Supreme Court rules closure of business following union certification breach of Labour Code

On June 27, 2014, the Supreme Court of Canada released its decision in United Food and Commercial Workers, Local 503 v. Wal-Mart Canada Corp. and held that Wal-Mart breached section 59 of the Quebec Labour Code (the “Code”) when it closed its store in Jonquiere, Quebec following the Union’s certification of the employees at that location.

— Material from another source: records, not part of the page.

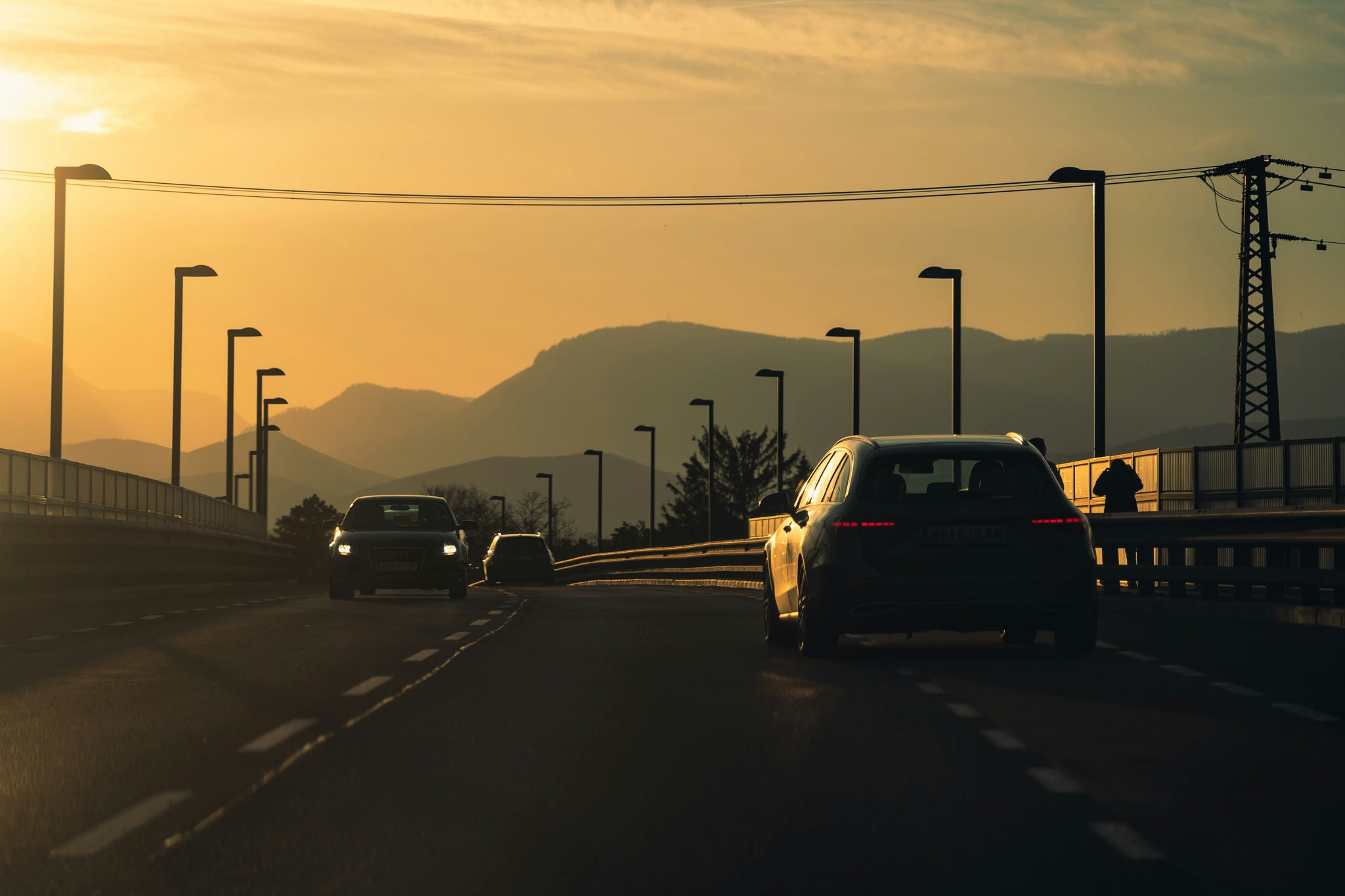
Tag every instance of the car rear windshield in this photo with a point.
(431, 516)
(953, 476)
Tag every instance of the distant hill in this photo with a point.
(626, 484)
(368, 423)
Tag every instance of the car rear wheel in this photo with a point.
(817, 637)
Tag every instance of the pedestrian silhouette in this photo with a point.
(1040, 444)
(1118, 485)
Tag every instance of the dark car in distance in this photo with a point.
(518, 558)
(399, 542)
(917, 534)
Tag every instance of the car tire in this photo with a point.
(1079, 634)
(817, 636)
(776, 633)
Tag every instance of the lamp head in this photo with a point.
(1071, 175)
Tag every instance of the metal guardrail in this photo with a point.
(1262, 475)
(32, 484)
(1271, 555)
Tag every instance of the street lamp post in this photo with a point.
(854, 389)
(956, 276)
(779, 423)
(1098, 179)
(261, 446)
(709, 457)
(178, 273)
(653, 499)
(550, 515)
(58, 292)
(599, 456)
(229, 409)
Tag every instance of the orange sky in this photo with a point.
(604, 97)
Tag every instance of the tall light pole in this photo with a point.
(550, 515)
(178, 273)
(956, 276)
(779, 423)
(58, 292)
(854, 385)
(599, 456)
(1099, 183)
(709, 457)
(229, 409)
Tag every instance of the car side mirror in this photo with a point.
(775, 504)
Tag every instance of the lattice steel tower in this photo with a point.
(1258, 382)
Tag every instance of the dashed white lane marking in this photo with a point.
(121, 824)
(276, 735)
(366, 685)
(422, 656)
(1055, 781)
(1306, 712)
(1126, 840)
(1184, 671)
(1002, 739)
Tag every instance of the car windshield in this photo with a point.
(937, 476)
(431, 516)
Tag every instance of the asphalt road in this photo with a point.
(618, 740)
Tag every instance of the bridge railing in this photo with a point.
(32, 484)
(1262, 475)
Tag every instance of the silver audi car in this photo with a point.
(399, 542)
(915, 534)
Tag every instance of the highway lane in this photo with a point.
(618, 739)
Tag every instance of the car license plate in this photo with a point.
(954, 535)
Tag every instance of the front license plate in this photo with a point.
(956, 535)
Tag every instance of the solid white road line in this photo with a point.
(1055, 781)
(1184, 671)
(366, 685)
(276, 735)
(1306, 712)
(422, 656)
(1126, 840)
(1002, 739)
(121, 824)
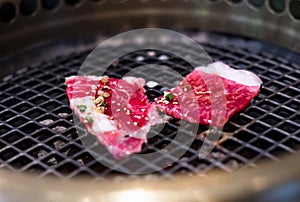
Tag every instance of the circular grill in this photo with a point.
(37, 132)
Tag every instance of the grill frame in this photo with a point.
(232, 159)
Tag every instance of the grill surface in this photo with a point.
(37, 131)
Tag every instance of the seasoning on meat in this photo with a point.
(192, 99)
(117, 111)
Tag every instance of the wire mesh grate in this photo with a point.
(37, 133)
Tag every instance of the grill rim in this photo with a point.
(203, 185)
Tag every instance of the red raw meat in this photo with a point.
(228, 89)
(116, 111)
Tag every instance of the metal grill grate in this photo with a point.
(37, 131)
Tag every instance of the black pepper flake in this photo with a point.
(169, 97)
(81, 108)
(89, 119)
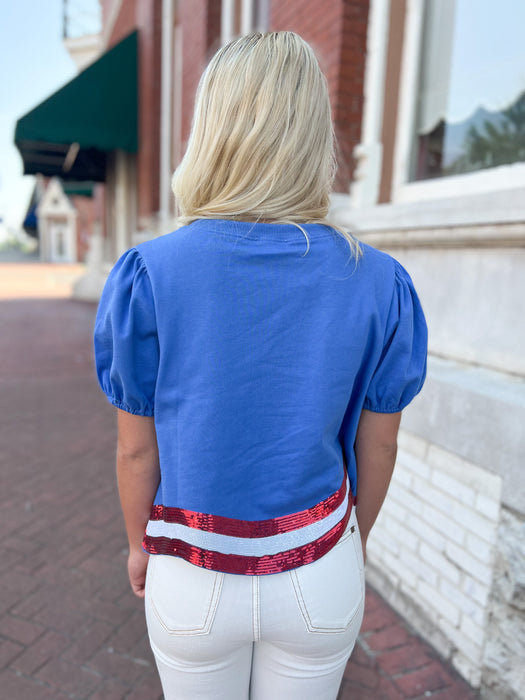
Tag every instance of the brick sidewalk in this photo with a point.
(70, 627)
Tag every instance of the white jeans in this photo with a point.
(283, 636)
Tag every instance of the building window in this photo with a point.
(470, 112)
(242, 17)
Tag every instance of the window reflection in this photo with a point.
(471, 103)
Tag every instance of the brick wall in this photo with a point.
(200, 21)
(432, 550)
(337, 31)
(146, 17)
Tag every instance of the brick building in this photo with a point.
(427, 100)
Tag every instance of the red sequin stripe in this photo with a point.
(250, 528)
(250, 566)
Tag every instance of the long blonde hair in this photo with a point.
(262, 143)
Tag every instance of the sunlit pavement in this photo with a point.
(69, 625)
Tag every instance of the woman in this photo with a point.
(260, 360)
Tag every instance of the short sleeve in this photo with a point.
(126, 340)
(401, 370)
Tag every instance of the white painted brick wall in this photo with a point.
(434, 540)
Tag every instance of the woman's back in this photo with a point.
(260, 358)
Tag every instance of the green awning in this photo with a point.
(70, 133)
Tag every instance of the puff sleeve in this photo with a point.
(126, 340)
(401, 370)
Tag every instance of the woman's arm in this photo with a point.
(375, 449)
(138, 476)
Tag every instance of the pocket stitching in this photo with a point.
(209, 616)
(306, 617)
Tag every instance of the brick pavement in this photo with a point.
(70, 627)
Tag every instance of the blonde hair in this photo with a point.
(262, 143)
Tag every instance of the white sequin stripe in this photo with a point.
(248, 546)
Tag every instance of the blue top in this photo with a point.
(256, 359)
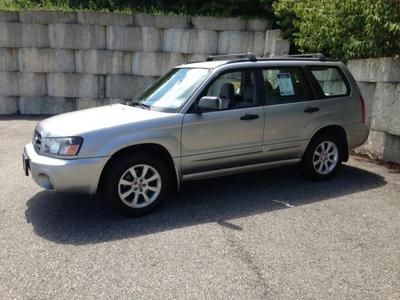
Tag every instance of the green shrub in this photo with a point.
(235, 8)
(343, 29)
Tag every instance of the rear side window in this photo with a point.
(331, 81)
(285, 85)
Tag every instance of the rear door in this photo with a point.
(290, 107)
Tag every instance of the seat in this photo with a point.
(226, 95)
(248, 97)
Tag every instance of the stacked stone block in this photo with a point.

By way of background, in 2004 the United Food and Commercial Workers, Local 503 (the “Union”) was certified as the bargaining agent for the Wal-Mart employees working at the Jonquiere location. Although Wal-Mart and the Union met several times over the following months, they were not able to negotiate a first collective agreement. In 2005, the Union applied to the Minister of Labour for the appointment of an arbitrator to settle the agreement; however, Wal-Mart unilaterally closed the Jonquiere location. The Union brought several proceedings against Wal-Mart alleging that the closure was based on anti-union animus. One such proceeding was a grievance based on the allegation that Wal-Mart had breached the “freeze” period set out in section 59 of the Code. Section 59 of the Code states:

From the filing of a petition for certification and until the right to lock out or to strike is exercised or an arbitration award is handed down, no employer may change the conditions of employment of his employees without the written consent of each petitioning association and, where such is the case, certified association.

In 2009, an arbitrator upheld the Union’s grievance finding that Wal-Mart’s dismissal of the employees constituted a unilateral change to the conditions of employment and therefore in contravention of the Code. This decision was upheld by the Superior Court but then quashed by the Quebec Court of Appeal on the basis that it deprived Wal-Mart of its management rights, in particular, the right to close its business.

In a split decision, a majority for the Supreme Court of Canada disagreed with the Court of Appeal and restored the arbitrator’s decision. In the majority’s view, continued employment was an implicit term of the contract of employment and therefore a condition of employment for the purposes of section 59. The majority stated that an intent of section 59 is to preserve the working environment to facilitate good faith bargaining. An employer retains its management rights and is not prohibited from modifying the working conditions of its employees during the freeze period, however, any such modification, including the closure of a business, must be reasonable and in accordance with the normal business practices of the employer. Since the evidence was that the Jonquiere establishment was performing very well and meeting objectives, Wal-Mart’s decision was not justified or reasonable. The Supreme Court upheld the arbitrator’s decision and remanded the case back to the arbitrator to determine the appropriate remedy.

In our view

Although the issue before the Supreme Court involved the Quebec Labour Code, the decision will impact the interpretation of similar legislation in each of the provinces and at the federal level.

The lesson for employers is that they must ensure that during the statutory freeze period, any change to the conditions of employment are reasonable and justifiable on the basis that they occur in the normal course of business. An employer that is unable to justify modifications to the terms of employment may be found to have committed an unfair labour practice, and subject to a range of remedial sanctions available to a labour board.